There is a doom upon the land.

It is hard to think of anything that is working right. The world is cooking, and we are as responsive as frogs in a pot while life of all kinds sloughs off the globe in great, Thanos-worthy waves. My country has fallen under a darkness of hate and the worship of ignorance, and if the underlying system hasn’t outright failed, it is certainly at a failure point. Around the world, democracy doesn’t seem to be in vogue anymore, and the idea is starting to seem quaint and dated. Freedom means only free markets, or, at best, the freedom to hurt your neighbor.

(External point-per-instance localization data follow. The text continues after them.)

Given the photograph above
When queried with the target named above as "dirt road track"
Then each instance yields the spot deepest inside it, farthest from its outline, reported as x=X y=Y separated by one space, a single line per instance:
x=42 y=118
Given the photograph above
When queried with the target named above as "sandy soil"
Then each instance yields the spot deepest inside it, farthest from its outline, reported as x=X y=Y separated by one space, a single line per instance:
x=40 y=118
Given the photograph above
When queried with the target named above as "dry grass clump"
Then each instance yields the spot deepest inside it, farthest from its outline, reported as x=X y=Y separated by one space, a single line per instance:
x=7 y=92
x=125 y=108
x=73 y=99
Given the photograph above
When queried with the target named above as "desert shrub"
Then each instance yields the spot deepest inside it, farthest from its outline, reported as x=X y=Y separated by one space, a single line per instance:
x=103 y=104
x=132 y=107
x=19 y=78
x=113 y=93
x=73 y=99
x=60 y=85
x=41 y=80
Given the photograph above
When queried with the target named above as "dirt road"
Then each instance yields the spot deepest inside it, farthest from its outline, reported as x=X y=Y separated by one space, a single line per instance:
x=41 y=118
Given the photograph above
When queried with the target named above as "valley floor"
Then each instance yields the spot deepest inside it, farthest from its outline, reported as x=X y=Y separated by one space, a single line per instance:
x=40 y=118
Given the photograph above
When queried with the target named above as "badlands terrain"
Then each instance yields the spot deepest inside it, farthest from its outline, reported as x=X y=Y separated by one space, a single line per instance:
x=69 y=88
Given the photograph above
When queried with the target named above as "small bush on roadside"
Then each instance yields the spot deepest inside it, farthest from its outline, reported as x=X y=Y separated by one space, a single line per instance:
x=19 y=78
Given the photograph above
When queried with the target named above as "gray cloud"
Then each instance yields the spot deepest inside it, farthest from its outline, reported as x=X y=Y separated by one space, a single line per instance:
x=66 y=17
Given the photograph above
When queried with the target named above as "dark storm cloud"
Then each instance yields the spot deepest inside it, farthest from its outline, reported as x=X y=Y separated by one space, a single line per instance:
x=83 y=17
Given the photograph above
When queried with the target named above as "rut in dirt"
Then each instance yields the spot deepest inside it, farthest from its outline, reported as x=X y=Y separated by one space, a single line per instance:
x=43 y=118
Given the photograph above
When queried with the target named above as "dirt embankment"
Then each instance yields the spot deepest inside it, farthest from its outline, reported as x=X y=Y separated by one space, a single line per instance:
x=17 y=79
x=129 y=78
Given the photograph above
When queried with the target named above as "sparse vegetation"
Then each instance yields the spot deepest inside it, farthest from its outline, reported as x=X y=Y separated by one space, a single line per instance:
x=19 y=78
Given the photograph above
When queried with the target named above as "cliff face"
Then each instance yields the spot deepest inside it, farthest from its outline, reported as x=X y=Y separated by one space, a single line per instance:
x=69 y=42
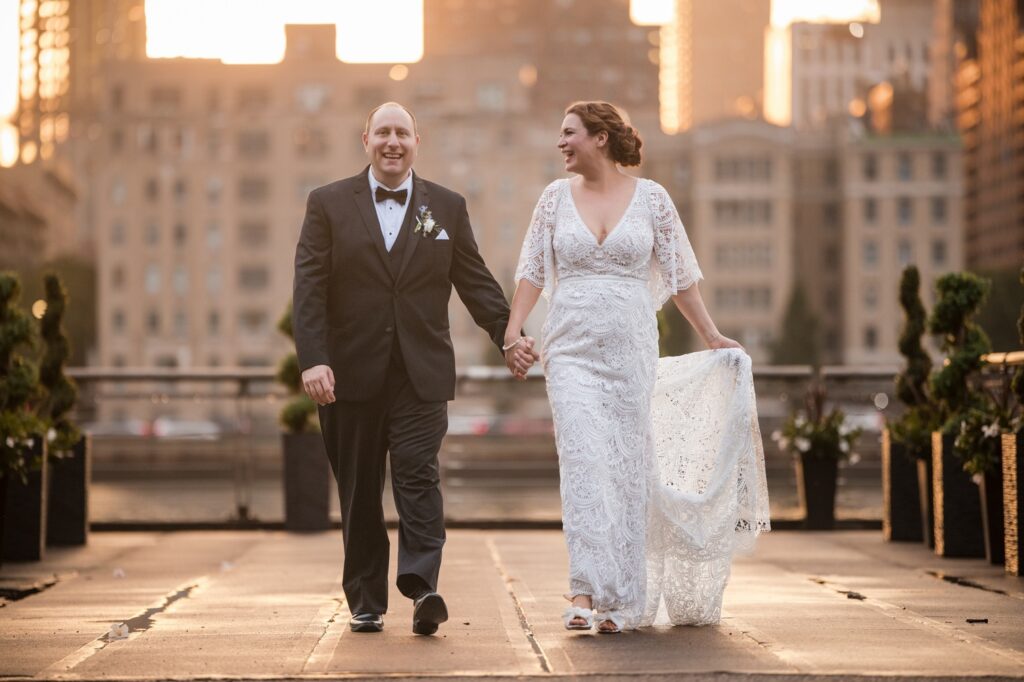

The machines are rising. Not the old ones, not the gas engines and windmills, not the pulleys and tires and aqueducts. The new ones. They’re already in us, and we in them.

In my own life, things are not much better. I am rarely the person I want to be.

I want to be done with this. I want to cut a hole in the stomach of this thing and get out.

My cousin is getting married, though, and that’s a fine and hopeful thing. Even better, he lives in Anchorage, Alaska, and the whole family is flying out for the wedding. I’ve never been to Alaska, and that sounds great.

I don’t fly much, though, if I can avoid it.

Google says that it’s 4,500 miles from where I live on the Atlantic to Anchorage, diagonally right across Canada; a 9000 mile round trip. I do some math on how quickly I think I could ride that, then adjust downward toward the always-elusive and never achieved casual, enjoyable rate. Then I add a couple days as a margin for error, and arrive at 20 days to get there. Double that if I come back, and that’s 40.

I want to ride to the edge of the world. More than that; I want to ride until I find the outside, or at least until I reach the background radiation. I want to ride until time cracks.

I want to ride until I find where this went wrong. I suspect that it was a long time ago.

40 days is just enough time to wash the wickedness from the world and get a fresh start. I hope that it doesn’t actually rain the whole way.